Prior to joining Aston Martin, Martin Whitmarsh didn’t want to work for another Formula 1 team as he didn’t want to race against McLaren.

The former McLaren team principal and CEO is back on the F1 grid after becoming the Group CEO of the newly-created Aston Martin Performance Technologies division.

It’s his first role in the sport since he left his former employer before the start of the 2014 campaign, with his positions being taken by Ron Dennis and Eric Boullier.

Prior to taking the job at Aston Martin, he stated that he had turned down the chance to return to the grid with another team as he didn’t want to go up against McLaren.

“I’m quite a strange, loyal person and just didn’t want to race against McLaren,” he told Motorsport Magazine.

“Never say never. I’m still relatively young and fit [he’s 63]. This year I have freed myself up, so I don’t hold any executive positions. So there is a bit of hankering for one last hurrah.

“But I’m open to anything if it’s challenging and different. To come back and turn the same handles… it would have to be something extraordinary. But maybe I had the best of it.

“I’ve been a team principal and a chairman of FOTA [the now-disbanded Formula One Teams Association] so it would have to be something pretty special.

He also said that if he were to join another team, it would be important that the owner was more than just rich.

“You can’t do it part-time, it’s a 24-7 thing, with good people in the team. But you can’t always choose the owners, who have to be extraordinary, and quite a lot of them aren’t. Well, they are extraordinarily rich…” he added.

Aston’s owner, Lawrence Stroll, certainly fits into the latter category, and his goal is for the team to fight for and win World Championships within the next five years.
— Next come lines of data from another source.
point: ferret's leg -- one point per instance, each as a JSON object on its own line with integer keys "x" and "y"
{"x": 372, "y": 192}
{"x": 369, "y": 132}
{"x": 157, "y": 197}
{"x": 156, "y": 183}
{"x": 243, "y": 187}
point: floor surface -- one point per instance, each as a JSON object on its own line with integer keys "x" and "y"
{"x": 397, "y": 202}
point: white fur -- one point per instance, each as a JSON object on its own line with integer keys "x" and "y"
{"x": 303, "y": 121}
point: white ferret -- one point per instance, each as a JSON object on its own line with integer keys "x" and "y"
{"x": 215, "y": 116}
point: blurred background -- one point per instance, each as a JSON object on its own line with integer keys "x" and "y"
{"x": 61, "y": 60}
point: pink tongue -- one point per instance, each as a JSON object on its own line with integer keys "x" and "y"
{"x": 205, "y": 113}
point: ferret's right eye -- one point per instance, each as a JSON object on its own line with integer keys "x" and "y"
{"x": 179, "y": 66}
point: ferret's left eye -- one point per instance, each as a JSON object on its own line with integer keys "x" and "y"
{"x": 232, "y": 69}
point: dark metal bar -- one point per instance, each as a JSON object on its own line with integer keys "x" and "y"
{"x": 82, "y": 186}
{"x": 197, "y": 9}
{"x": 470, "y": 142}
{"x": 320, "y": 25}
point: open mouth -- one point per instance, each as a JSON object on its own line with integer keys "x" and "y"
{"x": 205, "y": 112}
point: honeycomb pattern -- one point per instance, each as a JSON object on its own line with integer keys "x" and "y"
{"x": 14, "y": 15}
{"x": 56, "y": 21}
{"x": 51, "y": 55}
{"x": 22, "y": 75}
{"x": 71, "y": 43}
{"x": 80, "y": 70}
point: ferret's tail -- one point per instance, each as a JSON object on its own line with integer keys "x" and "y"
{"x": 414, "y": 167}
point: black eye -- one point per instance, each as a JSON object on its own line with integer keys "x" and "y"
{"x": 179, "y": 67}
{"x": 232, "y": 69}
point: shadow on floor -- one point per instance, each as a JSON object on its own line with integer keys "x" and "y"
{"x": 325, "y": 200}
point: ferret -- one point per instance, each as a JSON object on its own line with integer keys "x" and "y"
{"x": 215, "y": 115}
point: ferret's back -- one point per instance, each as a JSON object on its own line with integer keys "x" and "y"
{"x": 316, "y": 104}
That was a big factor in his decision to bring Whitmarsh on board given the 63-year-old played a big part in McLaren’s last title triumph courtesy of Lewis Hamilton in 2008.

He was keen to give the rookie a seat in 2007, and the move raised plenty of eyebrows, including those of the team’s other new driver at the time, Fernando Alonso.


“We signed Fernando first before we gave Lewis the other seat,” Whitmarsh recalled.

“I remember we were telling Lewis and saying ‘your dad knows, but what about your mum?’ She was working in a factory. So I rang the factory, asked for a supervisor, then asked for Brenda and got her off the line. I handed the phone over to Lewis and he said ‘mum, I’m an F1 driver now’. It was a lovely moment.

“Then when we told Fernando he said ‘we’re meant to be fighting for the championship. How can we fight when we have a rookie in the other seat? You can’t be serious. We need someone to push me’.”

“We all know how that one turned out.”